Shoe giant Adidas has partnered with Materialise on a new concept for 3D printed shoes: Futurecraft 3D.
The concept’s goal is to develop a way to create custom-fitted shoes in a dynamic process involving 3D printing. Here’s how they describe their goal:
Imagine walking into an adidas store, running briefly on a treadmill and instantly getting a 3D-printed running shoe – this is the ambition of the adidas 3D-printed midsole. Creating a flexible, fully breathable carbon copy of the athlete’s own footprint, matching exact contours and pressure points, it will set the athlete up for the best running experience. Linked with existing data sourcing and footscan technologies, it opens unique opportunities for immediate in-store fittings.
You can see the concept in action, or at least the end result, in this video:
Note that they’re not actually 3D printing the entire shoe; instead they’re printing the midsole, which sits between the bottom surface that contacts the ground and the conventional upper portion. However, that midsole is the key part that controls the mechanical motion of the foot during walking and running.

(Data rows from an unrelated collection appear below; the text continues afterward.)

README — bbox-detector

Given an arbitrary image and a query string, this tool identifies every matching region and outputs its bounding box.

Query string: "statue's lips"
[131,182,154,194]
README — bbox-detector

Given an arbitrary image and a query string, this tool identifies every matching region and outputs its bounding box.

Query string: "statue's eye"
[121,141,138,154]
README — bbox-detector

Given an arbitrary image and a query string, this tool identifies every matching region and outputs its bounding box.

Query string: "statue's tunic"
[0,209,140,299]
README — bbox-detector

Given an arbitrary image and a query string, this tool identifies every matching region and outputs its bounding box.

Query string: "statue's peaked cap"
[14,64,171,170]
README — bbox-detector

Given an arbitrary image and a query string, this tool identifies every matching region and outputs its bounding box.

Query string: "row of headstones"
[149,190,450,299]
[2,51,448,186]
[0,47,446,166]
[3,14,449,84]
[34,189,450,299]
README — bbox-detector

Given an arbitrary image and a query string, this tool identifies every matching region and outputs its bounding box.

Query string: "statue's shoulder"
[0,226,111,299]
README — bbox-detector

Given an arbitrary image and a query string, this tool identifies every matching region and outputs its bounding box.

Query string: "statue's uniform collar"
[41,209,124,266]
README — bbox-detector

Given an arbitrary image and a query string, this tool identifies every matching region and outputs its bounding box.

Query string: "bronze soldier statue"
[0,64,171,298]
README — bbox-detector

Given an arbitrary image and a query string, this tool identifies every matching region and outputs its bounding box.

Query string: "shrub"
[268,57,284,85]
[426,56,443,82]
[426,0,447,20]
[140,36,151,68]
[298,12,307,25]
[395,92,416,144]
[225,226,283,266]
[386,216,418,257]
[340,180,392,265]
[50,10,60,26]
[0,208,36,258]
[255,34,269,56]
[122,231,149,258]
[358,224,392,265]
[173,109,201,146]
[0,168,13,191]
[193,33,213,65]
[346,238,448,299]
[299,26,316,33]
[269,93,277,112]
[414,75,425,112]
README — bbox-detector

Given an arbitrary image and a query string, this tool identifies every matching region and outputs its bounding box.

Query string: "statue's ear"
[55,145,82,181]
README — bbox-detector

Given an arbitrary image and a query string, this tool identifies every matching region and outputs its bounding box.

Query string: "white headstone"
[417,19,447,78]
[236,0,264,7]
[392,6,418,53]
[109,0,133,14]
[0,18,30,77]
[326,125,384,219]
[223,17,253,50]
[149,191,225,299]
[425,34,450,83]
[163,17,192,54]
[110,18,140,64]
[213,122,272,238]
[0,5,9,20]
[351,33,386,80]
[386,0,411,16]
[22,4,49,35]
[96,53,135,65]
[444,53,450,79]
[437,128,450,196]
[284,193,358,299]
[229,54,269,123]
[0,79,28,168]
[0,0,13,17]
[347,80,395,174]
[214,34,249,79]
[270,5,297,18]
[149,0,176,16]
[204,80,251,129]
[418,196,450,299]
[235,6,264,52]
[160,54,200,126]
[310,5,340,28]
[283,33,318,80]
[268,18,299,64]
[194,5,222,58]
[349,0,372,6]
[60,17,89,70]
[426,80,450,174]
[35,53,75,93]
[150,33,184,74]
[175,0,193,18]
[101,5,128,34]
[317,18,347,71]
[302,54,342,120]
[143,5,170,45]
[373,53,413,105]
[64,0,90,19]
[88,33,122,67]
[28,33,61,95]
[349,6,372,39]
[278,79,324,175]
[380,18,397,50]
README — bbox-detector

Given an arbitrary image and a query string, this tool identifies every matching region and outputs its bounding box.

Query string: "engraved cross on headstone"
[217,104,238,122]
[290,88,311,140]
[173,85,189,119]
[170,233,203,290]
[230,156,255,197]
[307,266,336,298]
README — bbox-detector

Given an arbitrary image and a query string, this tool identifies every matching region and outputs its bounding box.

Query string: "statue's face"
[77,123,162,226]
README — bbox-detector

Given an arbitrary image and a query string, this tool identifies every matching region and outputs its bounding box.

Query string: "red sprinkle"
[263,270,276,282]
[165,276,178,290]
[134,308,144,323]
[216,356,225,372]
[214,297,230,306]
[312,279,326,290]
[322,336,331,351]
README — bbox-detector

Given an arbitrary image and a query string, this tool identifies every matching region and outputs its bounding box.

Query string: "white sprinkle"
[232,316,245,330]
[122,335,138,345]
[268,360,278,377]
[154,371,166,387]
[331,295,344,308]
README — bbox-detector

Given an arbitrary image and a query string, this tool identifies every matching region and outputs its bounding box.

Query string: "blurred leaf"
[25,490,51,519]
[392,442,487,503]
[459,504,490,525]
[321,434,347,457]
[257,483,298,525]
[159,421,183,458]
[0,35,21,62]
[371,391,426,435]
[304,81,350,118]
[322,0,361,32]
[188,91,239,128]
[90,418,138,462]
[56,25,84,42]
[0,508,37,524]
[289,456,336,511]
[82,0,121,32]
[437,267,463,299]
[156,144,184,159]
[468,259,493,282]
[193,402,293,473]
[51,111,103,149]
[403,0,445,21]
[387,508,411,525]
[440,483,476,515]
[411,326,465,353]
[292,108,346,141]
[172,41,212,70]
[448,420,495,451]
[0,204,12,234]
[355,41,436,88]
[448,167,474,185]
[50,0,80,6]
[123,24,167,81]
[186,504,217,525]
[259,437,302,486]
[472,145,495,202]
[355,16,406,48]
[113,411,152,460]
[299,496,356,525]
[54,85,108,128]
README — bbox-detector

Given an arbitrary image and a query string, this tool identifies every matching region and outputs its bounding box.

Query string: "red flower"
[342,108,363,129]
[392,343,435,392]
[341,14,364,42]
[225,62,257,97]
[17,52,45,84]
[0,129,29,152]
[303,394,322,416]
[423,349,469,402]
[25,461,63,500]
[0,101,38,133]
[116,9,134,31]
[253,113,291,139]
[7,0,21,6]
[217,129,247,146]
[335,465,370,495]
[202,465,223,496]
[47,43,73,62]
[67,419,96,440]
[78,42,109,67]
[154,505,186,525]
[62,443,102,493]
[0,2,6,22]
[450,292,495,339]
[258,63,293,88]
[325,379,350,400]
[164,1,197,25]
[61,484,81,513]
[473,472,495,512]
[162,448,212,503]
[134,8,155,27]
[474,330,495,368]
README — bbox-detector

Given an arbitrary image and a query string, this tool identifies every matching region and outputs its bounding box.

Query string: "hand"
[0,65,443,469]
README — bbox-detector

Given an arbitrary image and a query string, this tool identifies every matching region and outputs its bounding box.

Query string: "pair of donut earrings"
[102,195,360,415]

It sounds breathtaking, and it will be once properly implemented. For now, it’s merely a concept, and part of Adidas’ “Futurecraft” series. Futurecraft is their “sandbox” for developing new products and processes.

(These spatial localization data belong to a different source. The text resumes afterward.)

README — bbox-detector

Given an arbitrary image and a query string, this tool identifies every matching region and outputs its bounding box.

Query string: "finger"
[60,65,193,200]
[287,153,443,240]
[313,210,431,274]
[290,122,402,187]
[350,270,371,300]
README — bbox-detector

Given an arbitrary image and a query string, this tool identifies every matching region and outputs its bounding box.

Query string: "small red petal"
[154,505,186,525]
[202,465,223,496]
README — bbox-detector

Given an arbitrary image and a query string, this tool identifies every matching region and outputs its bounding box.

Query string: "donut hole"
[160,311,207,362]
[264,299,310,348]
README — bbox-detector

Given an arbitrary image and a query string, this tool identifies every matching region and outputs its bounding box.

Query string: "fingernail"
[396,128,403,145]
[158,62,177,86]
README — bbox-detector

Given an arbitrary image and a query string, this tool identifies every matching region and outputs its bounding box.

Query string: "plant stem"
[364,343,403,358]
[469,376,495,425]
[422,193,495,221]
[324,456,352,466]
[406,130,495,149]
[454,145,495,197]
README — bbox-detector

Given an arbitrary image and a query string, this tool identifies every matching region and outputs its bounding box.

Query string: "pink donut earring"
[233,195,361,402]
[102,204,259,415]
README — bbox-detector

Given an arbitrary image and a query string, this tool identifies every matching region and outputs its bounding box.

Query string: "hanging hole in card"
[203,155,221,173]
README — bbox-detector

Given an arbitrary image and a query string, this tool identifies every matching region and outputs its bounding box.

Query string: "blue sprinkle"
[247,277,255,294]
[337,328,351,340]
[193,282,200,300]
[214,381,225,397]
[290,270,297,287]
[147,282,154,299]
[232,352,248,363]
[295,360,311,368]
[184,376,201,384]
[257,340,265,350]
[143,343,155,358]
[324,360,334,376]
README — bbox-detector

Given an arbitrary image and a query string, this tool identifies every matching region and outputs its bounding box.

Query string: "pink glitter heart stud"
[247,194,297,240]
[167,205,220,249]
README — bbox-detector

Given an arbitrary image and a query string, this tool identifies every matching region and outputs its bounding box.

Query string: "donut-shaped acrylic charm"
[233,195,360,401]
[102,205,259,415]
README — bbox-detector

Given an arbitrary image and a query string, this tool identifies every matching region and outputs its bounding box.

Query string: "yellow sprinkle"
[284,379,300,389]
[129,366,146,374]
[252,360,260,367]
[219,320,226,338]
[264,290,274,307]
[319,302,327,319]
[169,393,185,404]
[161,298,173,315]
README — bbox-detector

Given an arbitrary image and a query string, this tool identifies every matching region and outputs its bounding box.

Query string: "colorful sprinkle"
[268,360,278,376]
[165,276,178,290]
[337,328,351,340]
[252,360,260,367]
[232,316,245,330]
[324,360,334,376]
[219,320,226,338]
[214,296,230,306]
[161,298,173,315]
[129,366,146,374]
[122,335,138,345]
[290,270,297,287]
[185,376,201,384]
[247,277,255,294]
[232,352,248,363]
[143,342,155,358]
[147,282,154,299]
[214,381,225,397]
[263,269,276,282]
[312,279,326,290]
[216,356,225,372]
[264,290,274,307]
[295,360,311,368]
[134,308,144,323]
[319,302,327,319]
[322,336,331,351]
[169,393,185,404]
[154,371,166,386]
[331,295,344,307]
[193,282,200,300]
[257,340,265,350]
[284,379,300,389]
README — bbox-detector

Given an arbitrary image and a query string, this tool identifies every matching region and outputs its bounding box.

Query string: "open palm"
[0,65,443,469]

The production breakthrough will take the running shoe standard to the next level, offering unprecedented individualized support and cushioning for every foot, to enable athletes to perform at their best.

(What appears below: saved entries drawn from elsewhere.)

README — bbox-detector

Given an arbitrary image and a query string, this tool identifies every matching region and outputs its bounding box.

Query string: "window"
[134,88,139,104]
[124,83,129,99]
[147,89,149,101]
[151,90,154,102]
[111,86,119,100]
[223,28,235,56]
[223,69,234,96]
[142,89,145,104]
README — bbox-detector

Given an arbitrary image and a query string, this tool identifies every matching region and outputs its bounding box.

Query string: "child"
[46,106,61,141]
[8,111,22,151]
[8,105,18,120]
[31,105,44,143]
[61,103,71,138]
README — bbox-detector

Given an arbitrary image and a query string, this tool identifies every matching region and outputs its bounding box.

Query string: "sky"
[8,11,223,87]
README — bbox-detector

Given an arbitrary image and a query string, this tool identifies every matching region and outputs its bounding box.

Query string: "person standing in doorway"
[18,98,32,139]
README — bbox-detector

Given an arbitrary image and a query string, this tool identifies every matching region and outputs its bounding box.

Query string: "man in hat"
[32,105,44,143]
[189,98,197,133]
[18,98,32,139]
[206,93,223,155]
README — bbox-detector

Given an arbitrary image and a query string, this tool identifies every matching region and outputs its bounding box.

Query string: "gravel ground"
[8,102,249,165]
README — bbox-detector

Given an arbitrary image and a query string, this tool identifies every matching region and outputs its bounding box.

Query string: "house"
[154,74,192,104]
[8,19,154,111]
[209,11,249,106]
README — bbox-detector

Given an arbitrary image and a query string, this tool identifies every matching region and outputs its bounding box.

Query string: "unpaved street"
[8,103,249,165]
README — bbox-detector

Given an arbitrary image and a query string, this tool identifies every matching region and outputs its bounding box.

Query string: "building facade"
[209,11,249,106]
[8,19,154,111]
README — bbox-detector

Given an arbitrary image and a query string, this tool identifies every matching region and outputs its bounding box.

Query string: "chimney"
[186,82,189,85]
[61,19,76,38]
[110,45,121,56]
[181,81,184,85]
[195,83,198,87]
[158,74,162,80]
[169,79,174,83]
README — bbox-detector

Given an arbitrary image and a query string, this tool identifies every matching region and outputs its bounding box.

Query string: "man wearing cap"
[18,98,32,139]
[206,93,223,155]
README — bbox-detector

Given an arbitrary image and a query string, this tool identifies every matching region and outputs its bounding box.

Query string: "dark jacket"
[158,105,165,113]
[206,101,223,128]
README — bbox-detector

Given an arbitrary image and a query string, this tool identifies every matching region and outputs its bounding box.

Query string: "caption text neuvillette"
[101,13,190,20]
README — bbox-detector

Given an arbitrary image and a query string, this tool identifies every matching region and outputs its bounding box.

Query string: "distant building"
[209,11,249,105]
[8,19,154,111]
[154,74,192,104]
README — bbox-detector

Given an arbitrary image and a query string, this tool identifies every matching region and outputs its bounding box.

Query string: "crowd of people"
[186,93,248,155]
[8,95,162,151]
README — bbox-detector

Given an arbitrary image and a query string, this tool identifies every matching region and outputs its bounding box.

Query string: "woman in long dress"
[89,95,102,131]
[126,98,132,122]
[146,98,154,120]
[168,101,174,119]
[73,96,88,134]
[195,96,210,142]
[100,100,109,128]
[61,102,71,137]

The design of the midsole is fascinating. Devised by Materialise, the component includes a complex internal structure that’s both light and strong. It’s similar to other designs that fully leverage the ability of 3D printing to manufacture geometries not possible with other techniques.
The midsole is printed in TPU, a strong, but flexible plastic that is also sometimes used by desktop 3D printers. Unlike the desktop 3D printers that use TPU filament, Materialise’s process involves laser sintering fine TPU powder. They say it is “the first durable fully-flexible 3D printing material to be used in a consumer product, through Materialise’s certified manufacturing process”.
While the 3D printing production process appears to be in good shape, we’re wondering about the software required to dynamically adapt the design for the wearer. They describe “running on a treadmill”. This likely involves some type of sensors that would detect feet and and measure them, both width and length and somehow the depth, too, which is necessary for preparation of the midsole 3D model.
The formula for producing midsoles from measurements has been known by podiatrists for years, but ensuring accurate and reliable 3D models from treadmill sensors in a store setting will certainly be quite challenging.
We’re looking forward to future developments.